Viva Pinata, another proprietary project produced by Vancouver's Bardel Entertainment.
But money has become harder to access since those early successes, he says, and Studio B has begun partnering with other production companies. 2003’s Yakkity Yak, for example, was produced jointly with an Australian studio, Kapow Pictures, cutting the risks by splitting the work, costs and the distribution rights.
But there’s one funding source everyone in the business is looking for that has yet to enter the Vancouver market: private investment. According to Neal Clarance, there’s no significant private money being invested in B.C.’s film and TV industry, unlike Hollywood, where the industry has historically enjoyed the support of private investors, hedge funds and private equity.
That’s not to say Vancouver will never get there, of course. “We don’t have the history and the success and the return on investment to demonstrate to investors that this is a safe place to put your money,” Clarance says. “But you’re starting to see companies that are well established here that are starting to get that interest. So it’s not happening overnight, and it might still take a few more years.”

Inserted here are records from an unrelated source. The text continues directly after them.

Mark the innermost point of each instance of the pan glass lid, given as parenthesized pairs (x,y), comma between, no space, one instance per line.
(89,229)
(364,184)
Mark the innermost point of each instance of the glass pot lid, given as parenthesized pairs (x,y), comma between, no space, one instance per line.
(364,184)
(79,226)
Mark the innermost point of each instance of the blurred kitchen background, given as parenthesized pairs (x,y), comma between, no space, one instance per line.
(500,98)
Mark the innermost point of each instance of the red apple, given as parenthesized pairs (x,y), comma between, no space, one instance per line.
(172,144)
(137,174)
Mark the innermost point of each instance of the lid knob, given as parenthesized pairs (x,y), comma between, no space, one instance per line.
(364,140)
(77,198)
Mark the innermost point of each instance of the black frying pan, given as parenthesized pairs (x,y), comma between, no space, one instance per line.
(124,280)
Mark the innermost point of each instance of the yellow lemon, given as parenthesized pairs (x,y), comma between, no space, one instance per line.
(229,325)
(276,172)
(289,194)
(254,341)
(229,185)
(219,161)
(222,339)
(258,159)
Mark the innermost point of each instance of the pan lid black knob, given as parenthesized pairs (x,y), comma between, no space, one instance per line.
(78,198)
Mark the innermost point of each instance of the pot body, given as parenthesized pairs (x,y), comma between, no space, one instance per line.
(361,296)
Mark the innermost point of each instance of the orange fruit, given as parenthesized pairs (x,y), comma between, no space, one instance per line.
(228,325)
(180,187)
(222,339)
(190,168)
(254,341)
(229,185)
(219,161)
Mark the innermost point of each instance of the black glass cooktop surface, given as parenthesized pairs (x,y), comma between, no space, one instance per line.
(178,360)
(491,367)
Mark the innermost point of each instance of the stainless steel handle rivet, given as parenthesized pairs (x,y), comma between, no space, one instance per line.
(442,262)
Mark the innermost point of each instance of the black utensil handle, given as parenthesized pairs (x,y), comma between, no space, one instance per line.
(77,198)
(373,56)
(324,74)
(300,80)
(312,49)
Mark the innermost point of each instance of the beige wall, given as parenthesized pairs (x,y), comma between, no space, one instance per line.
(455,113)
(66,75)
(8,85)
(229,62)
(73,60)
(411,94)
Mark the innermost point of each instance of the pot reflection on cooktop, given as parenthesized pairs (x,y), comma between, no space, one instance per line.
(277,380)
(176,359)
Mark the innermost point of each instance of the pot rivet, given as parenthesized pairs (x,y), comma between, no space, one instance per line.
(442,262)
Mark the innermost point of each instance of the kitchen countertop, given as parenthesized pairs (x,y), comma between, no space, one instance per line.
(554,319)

The staff at Studio B, which these days number between 150 and 200, are proud of the titles they’ve created themselves, Peters says, and they make as many as they can. Currently, the studio has just one proprietary title in production, Kid vs Kat, in addition to a contract project for Hasbro Inc. based on its My Little Pony franchise. At the studio’s height in 2006-07, before the recession hit and advertisers cut spending and broadcasters stopped ordering new shows, Studio B had six titles in the works, all at one time and all of them homemade. “It was the craziest time for us,” Peters says. “They were all funded in different ways, but we had a piece of every show.”
Always on the lookoutRegardless of the ups and downs in the funding market, the creators at Studio B are always looking for the next idea to develop themselves, Peters says. He gestures to the view beyond his office window, taking in the other brick office buildings surrounding his. The animation business is not that different from the small mining companies that litter these blocks off Gastown, he says. They’re all looking for that treasure that will make everyone rich and all the hard work worthwhile. Animation studios just have their eyes on a different kind of gold mine.
“We’re all in it for a hit,” Peters says. “We all think that there’s a hit out there, and we think there’s a hit in here somewhere, and that’s what keeps you going.”